How could this type of economic and environmental disaster be avoided? Our answer is smart systems. And they are not just a pipe dream, the Pivotal Data Science team has been working hard over the past few years to provide real, practical solutions to answer this type of issue for the oil and gas industry, as well as others.
The idea is to instrument the drilling rig to be a smart system. Drawing on concepts of the Internet of Things (IoT), where any machine from personal wearables, like smart phones and Fitbits, to industrial equipment like jet engines, power turbines and drilling rigs can be constructed as a system of sensors and actuators, essentially creating the the sense organs and limbs of the smart system. Put these together with the remarkable advancements in big data technologies which enable us to pull petabytes of data into a Data Lake that we can use as a basis to employ complex machine learning models efficiently, and we have the basic two ingredients of a smart system that could monitor and prevent accidents, downtime and even ensure energy efficiency.
Digital Brain = Data Lake + Data Science
How will a smart offshore oil platform work? Let’s look at the three elements—the sensors, the brain, and the actuators.
The sensors in a drilling rigs measure temperature, pressure, and Monitoring While Drilling (MWD) variables, which can include seismic, gamma ray and high frequency electromagnetic data, as well as hydraulic and mechanical variables. To create the digital brain, we load all of this data along with measurements made off the drill like those of drilling fluid properties and previous seismic data into a Data Lake. Here, the all the data is stored together and we can extract patterns in the data. Since the data for one oilfield involving multiple boreholes can run into hundreds of variables and billions of rows we use a parallel modeling package like MADlib to extract patterns from the data in an efficient manner.
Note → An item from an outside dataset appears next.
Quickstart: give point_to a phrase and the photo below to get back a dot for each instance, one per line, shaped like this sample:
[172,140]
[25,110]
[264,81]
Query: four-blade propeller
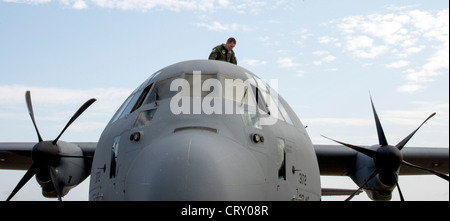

This involves clustering the data and then regressing over the rate of penetration of the drill.
Once we have a good model, we can operationalize it by checking the actual rate against the predicted rate. If the predicted rate is different, we flag it as an anomaly. We also create a library of anomalies and label them. Armed with that dataset, we are in a position to monitor the drilling and take appropriate action if we detect an anomaly. For instance, if the anomaly is associated with a blowout, we can set the brain to stop drilling by activating the actuators (the control system) and send a red alert to the control room to initiate a response team to investigate. They may find that this anomaly is just be an indication that the drill bit is wearing out earlier than anticipated and needs to be changed. Or, importantly, they may discover a serious threat and be able to stop a catastrophe like the BP oil spill.
In the case of the former, this has an added bonus of helping us to do predictive maintenance, and improve the productivity of our operations. It is an example of the application of Data Science methodology on the appropriate technology.
The Technology Behind the Science
Here at Pivotal we have been making great strides in building the platform that houses the Data Lake. This includes a parallel storage system based on HDFS with parallel database (namely, HAWQ and Greenplum) and in-memory (Gemfire) modules with a variety of other components that make it easy to ingest and store data, compute on it, and take action. The whole platform is based on open standards, which makes it highly compatible with a lot of third-party software and effectively future-proofs it.
Other Applications for the Digital Brain
Another example of making a system smart would be putting a digital brain into a smart grid. Right now we have smart meters collecting an enormous amount of data regarding power usage from every business and household. This maps the entire range of activity in any city! But how do we get value from that?
The answer is once again to load this data into a Data Lake and look at the frequency content of the time series signals we get from every smart meter. This enables us to cluster every meter and find out outliers or anomalies. Then again, as the system tracks the changing of the behavior of a cluster or even individual smart meters, we can identify anomalies as they happen. Over time, we can train our model and label these anomalies as meter malfunctions, meter tampering or vegetation management (a tree or a branch falling on a power line). Now we have created a Smart Grid than can be our eyes and ears everywhere across the power grid, and can take the appropriate action to prevent downtime and at the same time achieve optimal performance.
The possibilities of the digital brain to transform industry are manifold. We are working steadily to apply this methodology widely, including another industry we are talking about this week at Strata—smart cities and the connected car .
The true potential of the IoT will be realized when we are able to create digital brains and transform the IOT from just things to a self-aware systems. This will never eliminate the human element, rather it will make human intervention more effective and reduce delays and scope of error in action.
Jeff Immelt of GE has said that “zero unplanned downtime” is a key goal for GE’s use of the Industrial Internet. But we can take this even further—what about zero unplanned outages, zero industrial accidents and zero environmental disasters?
The opportunity is right here, let us all make it happen!